日本地球惑星科学連合2014年大会

講演情報

ポスター発表

セッション記号 H (地球人間圏科学) » H-QR 第四紀学

[H-QR23_1PO1] ヒト-環境系の時系列ダイナミクス

2014年5月1日(木) 18:15 〜 19:30 3階ポスター会場 (3F)

コンビーナ:*宮内 崇裕(千葉大学大学院理学研究科地球生命圏科学専攻地球科学コース)、須貝 俊彦(東京大学大学院新領域創成科学研究科自然環境学専攻)、吾妻 崇(独立行政法人産業技術総合研究所活断層・地震研究センター)、小野 昭(明治大学黒曜石研究センター)

18:15 〜 19:30

[HQR23-P03] 猪苗代湖堆積物コアの全有機炭素・全窒素含有率変動を用いた過去5万年間の古気候・古環境解析

*渡邊 慶1長橋 良隆2廣瀬 孝太郎3公文 富士夫4 (1.信州大学大学院理工学系研究科、2.福島大学 共生システム理工学類、3.福島大学大学院共生システム理工学研究科、4.信州大学理学部物質循環学科)

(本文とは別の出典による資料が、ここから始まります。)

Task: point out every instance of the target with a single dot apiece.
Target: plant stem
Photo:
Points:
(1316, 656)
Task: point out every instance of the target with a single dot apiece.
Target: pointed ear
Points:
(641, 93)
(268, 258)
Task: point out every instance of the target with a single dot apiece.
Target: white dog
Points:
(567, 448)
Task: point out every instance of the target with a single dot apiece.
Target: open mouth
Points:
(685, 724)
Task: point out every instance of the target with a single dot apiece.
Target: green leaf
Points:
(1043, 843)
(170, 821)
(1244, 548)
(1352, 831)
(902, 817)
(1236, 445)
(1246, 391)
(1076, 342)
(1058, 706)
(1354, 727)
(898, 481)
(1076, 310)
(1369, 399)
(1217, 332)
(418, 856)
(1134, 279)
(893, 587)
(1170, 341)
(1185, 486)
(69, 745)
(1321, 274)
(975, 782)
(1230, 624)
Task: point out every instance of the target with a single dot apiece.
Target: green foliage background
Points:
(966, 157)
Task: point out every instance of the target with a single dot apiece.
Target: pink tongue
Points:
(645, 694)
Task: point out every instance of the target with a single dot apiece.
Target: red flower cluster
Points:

キーワード:猪苗代湖, 全有機炭素含有率, 全窒素含有率, C/N, 古環境, 古気候

本研究では,福島県猪苗代湖湖心部で,掘削のセクション境界をずらして採取されたINW2012-1とINW2012-2の2つのコア試料を統合した複合層序(層厚約28 m)を対象にして,1 cmおきに約1380試料の全有機炭素(TOC : total organic carbon)と全窒素(TN : total nitrogen)の含有量を測定した.植物遺体6試料に対して測定された放射性炭素年代値をもとに年代モデルを作成したが,コア試料に確認された指標テフラの年代値とも矛盾しない.この年代モデルでは1試料あたり約28~50年の時間分解になり,約100年ごとのTOC, TN含有率の経年変動を約4.8 万年前まで遡って測定したことになる.4.2万年前以前は,河川や三角州,湿地などが繰り返す環境であったが,4.2万年前ごろに水位の上昇がおこり,湖心部では粘土からシルトなどの細粒砕屑物が堆積する深い水域が形成された.深い水域が安定した4.2万年前以降のTOC含有率の経年変動では,MIS 3後半のやや高い時期,MIS 2のやや低い時 期,MIS 2末期からMIS 1にかけての緩やかな上昇,MIS 1の高い時期が識別され,全体として長野県北部の野尻湖湖底堆積物におけるTOCの経年変動とよく類似していた.また,MIS 3では短周期での周期的増減が顕著である点も共通していた.ただ,MIS 2のTOC濃度があまり低くないこと,およびMIS 2/1境界付近が漸移的な増加であることは相違点であり,堆積速度の変化が影響していることが示唆された.また,猪苗代湖に近い福島県矢の原湿原の化石花粉組成の変遷と比較すると,TOC変動と同調した植生変化が認められた.
これらの結果は,猪苗代湖におけるTOC含有率の経年変動が,気候変動に強く影響された湖内の生物生産性の変動を表していることを示す.そのことから,猪苗代湖TOCは猪苗代湖周辺域の寒暖変動を高時間分解能で表す指標とみることができ,東北地方における今後の古気候研究の資料として有意義である.
謝辞:本研究で使用したコア試料は, 福島大学磐梯朝日遷移プロジェクトで採取されたものである.